Examining his sheet for the benefit of how the clones would act, Aleistair saw the he was either resistant or immune to most of what he could do to himself, so the most effective way to get rid of them would be for us to kill him and try to resurrect him later (tough, as he is not native to the plane). Two Aleistairs (one real, one fake) walked into view with weapons sheathed and necks bared. The other three had run off. Missinget cast a spell that disabled both of them. Then we came up with a gorgeous-but-sickening plan: We had Koslov use wish spells to duplicate programmed amnesia (total mental rewrite) on both Aleistairs. When they woke up, neither one was interested in attacking the other any more. Indefinitely Duplicated PC! That complication out of the way, we destroyed the final phylactery (the papers). Examining the titan-turned-statue, all of us agreed that the mutilation its brain had suffered and how long it had spent in this state--450 years, give or take--meant that the best course of action would most likely be a mercy kill. So we dealt such.

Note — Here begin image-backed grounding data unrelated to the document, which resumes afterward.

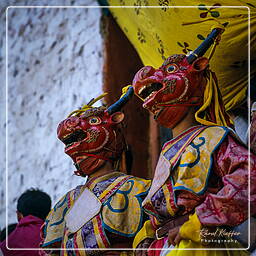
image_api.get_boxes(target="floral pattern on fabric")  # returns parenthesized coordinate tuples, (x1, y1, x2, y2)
(151, 187, 168, 221)
(81, 220, 98, 248)
(92, 176, 120, 197)
(107, 0, 256, 111)
(196, 135, 255, 227)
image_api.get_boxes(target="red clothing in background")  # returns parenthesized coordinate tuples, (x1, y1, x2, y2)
(0, 215, 43, 256)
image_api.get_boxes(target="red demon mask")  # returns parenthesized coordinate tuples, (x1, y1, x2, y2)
(57, 88, 134, 177)
(132, 28, 227, 128)
(57, 106, 125, 176)
(133, 55, 209, 128)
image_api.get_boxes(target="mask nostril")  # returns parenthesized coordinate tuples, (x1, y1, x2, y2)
(154, 70, 164, 78)
(66, 117, 80, 129)
(140, 66, 155, 79)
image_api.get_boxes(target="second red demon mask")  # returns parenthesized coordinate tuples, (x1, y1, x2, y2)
(133, 54, 209, 128)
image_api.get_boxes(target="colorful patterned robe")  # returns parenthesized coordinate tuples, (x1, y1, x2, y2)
(41, 172, 151, 255)
(139, 125, 256, 255)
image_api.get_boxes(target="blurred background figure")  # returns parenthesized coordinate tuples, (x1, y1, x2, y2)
(0, 189, 51, 256)
(0, 224, 17, 242)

Now that we had destroyed evil, it was time for the other half of adventuring: taking its stuff. We ended up carting several magical tomes (mainly of varieties that permanently increased mental ability scores: Koslov and Obelix took the Intelligence books, as Int rules their class abilities, Missinget and Aleistar took the Charisma books, and I took one of the Wisdom books so that my Wisdom could meet actual human standards) and spellbooks, some large magical onyx blocks that I had pulled out of the titan's brain, and a FILTHY RICH FORTUNE in random magical items and components back to the ship. The Atherton society claimed most of it, but we were very generously compensated. On the way out, Koslov left a message for the ghost to read when it rejuvenated, telling it that it lich buddies were kaput and that if it decided to pursue us, we would find a way to make it permanently dead. Afterward, we briefly debated on whether or not to send a ship home to report back our discoveries or to continue onward without delay. We decided on the latter, as next land was two weeks away and that backtracking, due to various factors geographical and political, could set us months behind schedule.

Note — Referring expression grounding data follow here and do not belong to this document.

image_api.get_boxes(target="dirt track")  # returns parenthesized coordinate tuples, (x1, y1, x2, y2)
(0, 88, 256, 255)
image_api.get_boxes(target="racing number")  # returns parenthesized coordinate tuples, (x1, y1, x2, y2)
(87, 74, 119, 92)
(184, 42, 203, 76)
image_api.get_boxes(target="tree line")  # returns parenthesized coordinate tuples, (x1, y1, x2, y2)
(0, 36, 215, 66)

In the aftermath, the duplicate Aleistair made it clear that he would strike out on his own soon (and there are still the three renegades to worry about), we resurrected Meteledes again (which we learned would, due to escalating interference with connections to the afterlife, be the last resurrection we could manage--sorry, cleric!), and the DM let us invest our newly-acquired funds as we pleased, due to the plethora of crafters aboard the ship and the effective two weeks of downtime. Koslov set to creating an adamantine body for himself. Obelix boosted his Intelligence even more and got various other magical enhancements, especially pertaining to mobility and melee (I will take this moment to mention that Aleistair, Obelix, and I, due to the acronym of or real-life names and common competency in melee, are known as the IMP Squad.). I massively (due to having been the one to loot the onyx blocks, I got an extra kickback from our employers) upgraded most of my combat-oriented gear, putting my Strength on par with many giants and making me considerably more agile than anyone in full plate has a right to be. Not sure how the other party members are investing their money yet.

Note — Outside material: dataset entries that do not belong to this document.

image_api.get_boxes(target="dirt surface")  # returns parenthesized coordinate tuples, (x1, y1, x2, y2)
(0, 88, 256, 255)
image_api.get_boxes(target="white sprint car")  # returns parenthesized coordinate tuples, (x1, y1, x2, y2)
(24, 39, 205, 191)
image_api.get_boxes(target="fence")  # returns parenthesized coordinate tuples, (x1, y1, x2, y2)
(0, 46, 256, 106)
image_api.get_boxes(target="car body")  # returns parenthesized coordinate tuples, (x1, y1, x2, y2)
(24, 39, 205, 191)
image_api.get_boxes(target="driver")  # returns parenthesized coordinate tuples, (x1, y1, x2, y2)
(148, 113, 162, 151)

Long story short: Liches are dead for good (but the ghost is not), Meteledes continues to be the tagalong Chew Toy of Fate (but he's sure fun to play), Zerin is dead and not returning any time soon (most likely the DM will find a way to introduce the knight that is his backup character), solar exploded himself after a nasty, brutish, and short life as the other Chew Toy of Fate, Aleistair has one friendly clone aboard the ship (for now) and three homicidal clones of whereabouts unknown, and we all have obscene amounts of loot. We're also approaching the Epic threshold.